Serena Vance prit une coupe de champagne. Elle n'y but pas. Elle se contenta de la tenir par le pied, la faisant tourner dans la lumière.
« Tu captives toute l'attention », murmura Sebastian à son oreille. « Je crois que Julian a arrêté de respirer. »
« Qu'il suffoque », dit Serena. Sa voix était calme, mais son pouls s'accélérait. Le revoir... c'était plus difficile qu'elle ne l'avait imaginé. Pas parce qu'elle l'aimait. Mais parce que la colère était encore si vive.
« Il se doute de quelque chose », nota Sebastian. « Il te dévisageait. »
« Il me dévisage parce que c'est un narcissique et que je suis la seule chose dans cette pièce qu'il ne possède pas », le corrigea Serena. « Il ne me reconnaît pas. Il ne m'a jamais vraiment regardée quand nous étions mariés. »
Elle balaya la pièce du regard. Elle vit les visages des femmes qui se moquaient d'elle au country club. Mrs. Van Der Woodsen. Les sœurs Thorpe.
Elles la dévisageaient toutes maintenant, chuchotant, mourant d'envie de savoir qui était la nouvelle « It Girl ».
« Serena ! » Une voix perçante.
C'était Elena. Elle avait traîné Julian avec elle. Elle n'avait pas pu s'en empêcher. Il fallait qu'elle marque son territoire.
Julian semblait réticent, mais ses yeux étaient rivés sur Serena. Il l'étudiait, cherchant quelque chose qu'il ne pouvait nommer.
« Bonsoir, Sebastian », dit Julian, la voix tendue. Il regarda Serena. « Je ne crois pas que nous ayons été présentés. »
Sebastian sourit, un rictus de requin aux lèvres. « Julian. Elena. Je vous présente mon invitée pour la soirée. »
Il marqua une pause pour l'effet.
« Serena Vance, vous pouvez aussi m'appeler Serena Kensington. »
Julian se figea.
Le nom le frappa comme un coup. Serena.
Il la dévisagea. Il chercha la graisse. Il chercha les rougeurs. Il chercha la peur.
Rien de tout cela n'était là. Et pourtant... le nom.
« Kensington ? » répéta Julian. « Un lien avec Lord Kensington ? »

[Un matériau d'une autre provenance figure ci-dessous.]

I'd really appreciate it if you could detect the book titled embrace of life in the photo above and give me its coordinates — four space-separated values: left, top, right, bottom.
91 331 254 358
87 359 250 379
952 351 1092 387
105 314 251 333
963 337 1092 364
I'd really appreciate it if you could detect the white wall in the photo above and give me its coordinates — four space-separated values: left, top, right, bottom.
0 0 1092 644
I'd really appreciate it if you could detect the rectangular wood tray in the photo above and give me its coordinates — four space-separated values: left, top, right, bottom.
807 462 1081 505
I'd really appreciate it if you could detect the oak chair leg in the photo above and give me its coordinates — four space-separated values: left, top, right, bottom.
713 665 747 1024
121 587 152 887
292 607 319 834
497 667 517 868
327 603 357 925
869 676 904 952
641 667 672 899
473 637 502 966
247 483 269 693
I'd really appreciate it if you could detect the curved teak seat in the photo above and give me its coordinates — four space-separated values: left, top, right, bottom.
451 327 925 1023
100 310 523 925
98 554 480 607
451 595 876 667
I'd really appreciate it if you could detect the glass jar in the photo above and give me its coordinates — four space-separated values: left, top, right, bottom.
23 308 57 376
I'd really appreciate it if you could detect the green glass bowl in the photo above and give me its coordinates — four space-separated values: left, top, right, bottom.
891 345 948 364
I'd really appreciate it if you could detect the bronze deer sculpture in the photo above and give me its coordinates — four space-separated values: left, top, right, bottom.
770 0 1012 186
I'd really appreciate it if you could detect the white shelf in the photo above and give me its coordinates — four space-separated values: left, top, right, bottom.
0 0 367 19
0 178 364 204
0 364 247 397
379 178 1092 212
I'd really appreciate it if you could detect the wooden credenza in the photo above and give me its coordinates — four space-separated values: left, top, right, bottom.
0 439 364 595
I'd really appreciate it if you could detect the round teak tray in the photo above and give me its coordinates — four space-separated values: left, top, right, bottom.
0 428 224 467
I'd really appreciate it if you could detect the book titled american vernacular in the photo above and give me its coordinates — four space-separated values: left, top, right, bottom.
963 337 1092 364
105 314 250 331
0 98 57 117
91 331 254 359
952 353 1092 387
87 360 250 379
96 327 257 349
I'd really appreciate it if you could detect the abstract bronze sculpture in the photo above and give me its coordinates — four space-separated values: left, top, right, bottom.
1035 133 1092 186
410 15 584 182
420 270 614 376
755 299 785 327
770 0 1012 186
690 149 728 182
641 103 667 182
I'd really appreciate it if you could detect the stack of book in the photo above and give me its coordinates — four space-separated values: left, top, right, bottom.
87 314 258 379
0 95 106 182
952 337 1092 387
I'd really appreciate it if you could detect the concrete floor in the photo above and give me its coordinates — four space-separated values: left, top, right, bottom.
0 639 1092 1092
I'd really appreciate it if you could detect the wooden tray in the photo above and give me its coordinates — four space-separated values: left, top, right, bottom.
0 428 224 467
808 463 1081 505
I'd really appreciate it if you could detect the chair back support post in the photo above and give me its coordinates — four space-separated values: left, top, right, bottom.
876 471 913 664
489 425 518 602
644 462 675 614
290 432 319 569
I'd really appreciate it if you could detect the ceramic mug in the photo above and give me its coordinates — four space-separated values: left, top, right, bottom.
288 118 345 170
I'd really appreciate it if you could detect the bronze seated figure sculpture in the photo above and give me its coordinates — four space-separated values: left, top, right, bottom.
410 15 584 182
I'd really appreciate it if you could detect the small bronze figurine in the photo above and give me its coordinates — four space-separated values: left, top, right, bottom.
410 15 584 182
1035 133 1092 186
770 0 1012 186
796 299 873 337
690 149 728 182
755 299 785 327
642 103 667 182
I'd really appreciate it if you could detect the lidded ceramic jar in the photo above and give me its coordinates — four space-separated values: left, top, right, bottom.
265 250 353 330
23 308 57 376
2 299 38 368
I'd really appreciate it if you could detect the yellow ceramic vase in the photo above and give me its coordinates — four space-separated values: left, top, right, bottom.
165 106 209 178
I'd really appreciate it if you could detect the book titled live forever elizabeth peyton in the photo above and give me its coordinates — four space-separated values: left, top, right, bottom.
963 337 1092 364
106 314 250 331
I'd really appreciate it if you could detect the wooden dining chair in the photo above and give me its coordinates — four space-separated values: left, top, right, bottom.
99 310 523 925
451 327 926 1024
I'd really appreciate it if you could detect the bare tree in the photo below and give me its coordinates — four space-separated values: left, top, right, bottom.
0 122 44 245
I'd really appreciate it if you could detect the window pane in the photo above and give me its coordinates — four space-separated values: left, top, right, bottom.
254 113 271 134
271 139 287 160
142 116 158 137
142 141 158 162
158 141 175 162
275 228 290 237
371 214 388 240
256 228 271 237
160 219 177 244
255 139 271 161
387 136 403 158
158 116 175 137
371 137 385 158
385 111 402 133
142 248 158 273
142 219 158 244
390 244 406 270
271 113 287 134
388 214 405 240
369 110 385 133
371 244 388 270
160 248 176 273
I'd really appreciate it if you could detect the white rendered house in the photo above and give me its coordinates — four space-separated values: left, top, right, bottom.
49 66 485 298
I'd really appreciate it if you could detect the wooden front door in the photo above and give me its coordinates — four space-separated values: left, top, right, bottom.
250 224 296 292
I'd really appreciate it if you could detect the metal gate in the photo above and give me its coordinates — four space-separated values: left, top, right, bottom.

« Sa filleule », dit Serena. Sa voix était posée, dénuée du bégaiement qu'elle avait autrefois en sa présence.
« Serena », répéta Julian. Il testait le nom sur sa langue. Il avait un goût de cendre et de regret.
« Un nom commun », dit Serena froidement. « Mais je crois que nous avons quelque chose en commun, Mr. Sterling. Ou plutôt... quelqu'un. »
Elle regarda Elena. Son regard était chirurgical. Il disséqua l'insécurité d'Elena en un seul coup d'œil.
« J'adore votre robe », mentit Serena. « Elle est si... audacieuse. »
Elena rougit violemment.
Julian ne remarqua pas Elena. Il fixait les yeux de Serena. Ils étaient du même gris. Exactement la même nuance de gris que ceux de son ex-femme.
Mais c'était impossible. Son ex-femme était une épave. Cette femme était une reine. Et Kensington ? La famille Vance n'avait aucun lien avec l'aristocratie britannique. Ce devait être une coïncidence. Une coïncidence cruelle et moqueuse.
« On s'est déjà rencontrés ? » demanda Julian. La question lui avait échappé. Ce n'était pas une demande polie ; il la sondait.
Serena sourit. Un sourire qui n'atteignit pas ses yeux.
« Je ne crois pas, Mr. Sterling. Je me serais souvenue d'un homme comme vous. »
Elle se tourna vers Sebastian. « J'ai besoin d'air. Le désespoir dans ce coin est un peu étouffant. »
Elle s'éloigna, laissant Julian planté là, serrant son verre si fort que le pied en cristal menaçait de se briser.